In aumento anche il dato degli occupati in difficoltà: erano 6,11 milioni a giugno 2014 e sono risultati 6,14 milioni a giugno scorso. Una crescita dell’area di difficoltà che rappresenta un’ulteriore spia della grave situazione in cui versa l’economia italiana, nonostante alcuni segnali di miglioramento: anche le forme meno stabili di impiego e quelle retribuite meno pagano il conto della recessione, complice anche uno spostamento delle persone dalla fascia degli occupati deboli a quella dei disoccupati. I contratti a temine part time sono aumentati di 43mila unità da 697mila a 740mila (+6,2%), i contratti a termine full time sono cresciuti di 34mila unità da 1,62 milioni a 1,66 milioni (+2,1%), i contratti a tempo indeterminato part time sono cresciuti dell’1,3% da 2,55 milioni a 2,59 milioni (+33mila). Scendono i contratti di collaborazione (-45mila unità) da 394mila a 348mila (-11,4%) e risultano in calo anche gli autonomi part time (-4,2%) da 837mila a 802mila (-35mila).

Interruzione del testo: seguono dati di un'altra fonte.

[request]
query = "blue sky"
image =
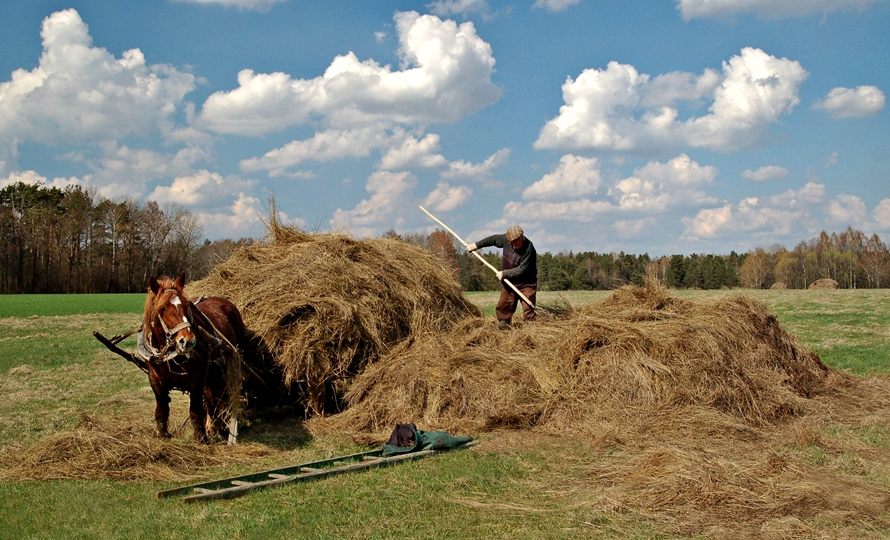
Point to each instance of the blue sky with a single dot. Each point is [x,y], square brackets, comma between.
[678,126]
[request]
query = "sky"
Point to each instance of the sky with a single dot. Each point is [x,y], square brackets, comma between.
[661,127]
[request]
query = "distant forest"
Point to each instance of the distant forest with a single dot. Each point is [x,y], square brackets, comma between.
[74,241]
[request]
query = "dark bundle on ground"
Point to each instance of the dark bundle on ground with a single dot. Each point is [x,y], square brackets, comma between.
[119,450]
[327,305]
[607,365]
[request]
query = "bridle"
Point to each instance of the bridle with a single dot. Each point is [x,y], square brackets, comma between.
[170,332]
[169,352]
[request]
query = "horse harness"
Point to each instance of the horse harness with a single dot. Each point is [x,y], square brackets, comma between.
[169,355]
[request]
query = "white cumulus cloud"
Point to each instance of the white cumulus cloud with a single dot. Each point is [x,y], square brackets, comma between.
[447,8]
[445,74]
[778,215]
[770,9]
[860,102]
[202,188]
[554,5]
[768,172]
[574,177]
[243,219]
[619,109]
[79,93]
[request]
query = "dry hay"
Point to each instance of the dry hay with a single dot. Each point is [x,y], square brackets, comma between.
[826,283]
[707,410]
[327,305]
[119,450]
[635,353]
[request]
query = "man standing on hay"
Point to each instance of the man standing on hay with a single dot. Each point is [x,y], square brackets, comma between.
[519,264]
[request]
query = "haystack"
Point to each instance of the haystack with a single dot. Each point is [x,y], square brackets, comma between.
[637,354]
[327,305]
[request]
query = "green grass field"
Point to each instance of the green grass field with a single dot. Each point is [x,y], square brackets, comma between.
[521,486]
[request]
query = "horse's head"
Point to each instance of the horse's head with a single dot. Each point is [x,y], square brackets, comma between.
[165,314]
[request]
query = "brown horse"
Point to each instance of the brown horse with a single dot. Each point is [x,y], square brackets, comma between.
[192,347]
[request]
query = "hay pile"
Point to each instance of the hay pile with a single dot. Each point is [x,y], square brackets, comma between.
[325,306]
[635,354]
[119,450]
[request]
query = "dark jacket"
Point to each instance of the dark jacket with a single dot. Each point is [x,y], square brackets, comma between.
[520,266]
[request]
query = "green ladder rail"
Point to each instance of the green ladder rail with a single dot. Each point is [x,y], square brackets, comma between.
[237,486]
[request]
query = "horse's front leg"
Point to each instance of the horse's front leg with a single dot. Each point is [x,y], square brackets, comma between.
[162,404]
[162,413]
[198,414]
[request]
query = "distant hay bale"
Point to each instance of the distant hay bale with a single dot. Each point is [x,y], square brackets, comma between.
[637,352]
[327,305]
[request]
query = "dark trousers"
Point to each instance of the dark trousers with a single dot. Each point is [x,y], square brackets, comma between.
[508,300]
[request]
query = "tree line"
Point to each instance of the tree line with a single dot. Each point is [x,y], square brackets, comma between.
[72,240]
[851,258]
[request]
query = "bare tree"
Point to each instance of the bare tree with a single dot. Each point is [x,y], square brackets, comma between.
[756,270]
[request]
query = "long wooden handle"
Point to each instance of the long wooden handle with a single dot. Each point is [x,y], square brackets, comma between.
[481,258]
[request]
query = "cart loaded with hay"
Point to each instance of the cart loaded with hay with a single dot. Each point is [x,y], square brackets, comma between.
[697,412]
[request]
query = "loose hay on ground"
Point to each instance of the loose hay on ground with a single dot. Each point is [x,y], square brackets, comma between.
[635,353]
[108,449]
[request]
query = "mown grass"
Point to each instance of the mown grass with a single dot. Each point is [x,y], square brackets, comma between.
[514,485]
[54,305]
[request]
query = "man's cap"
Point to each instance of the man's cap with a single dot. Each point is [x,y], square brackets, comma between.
[513,233]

“Alle famiglie e alle imprese finora sono arrivati pochi fondi e mal distribuiti. Nella settimana decisiva della legge di stabilità offriamo al governo, ai partiti e alle istituzioni, i numeri e gli argomenti su cui ragionare per capire quanto sono profonde la crisi e la recessione nel nostro Paese: il 2015 si chiuderà con una crescita del pil, ma c’è ancora molto da fare e la ripresa deve essere più consistente” commenta il presidente di Unimpresa, Paolo Longobardi. “Può apparire anomalo – aggiunge Longobardi – che un’associazione di imprese analizzi il fenomeno dell’occupazione, quasi dal lato del lavoratore. Ma per noi la persona e la famiglia sono centrali da sempre, perché riteniamo che siano il cuore dell’impresa. Bisogna poi considerare che l’enorme disagio sociale che abbiamo fotografato ha conseguenze enormi nel ciclo economico: più di 9 milioni di persone sono in difficoltà e questo vuol dire che spenderanno meno, tireranno la cinghia per cercare di arrivare a fine mese. Tutto ciò con effetti negativi sui consumi, quindi sulla produzione e sui conti delle imprese”. Secondo il presidente di Unimpresa “serve maggiore attenzione proprio alla famiglia da parte del governo”.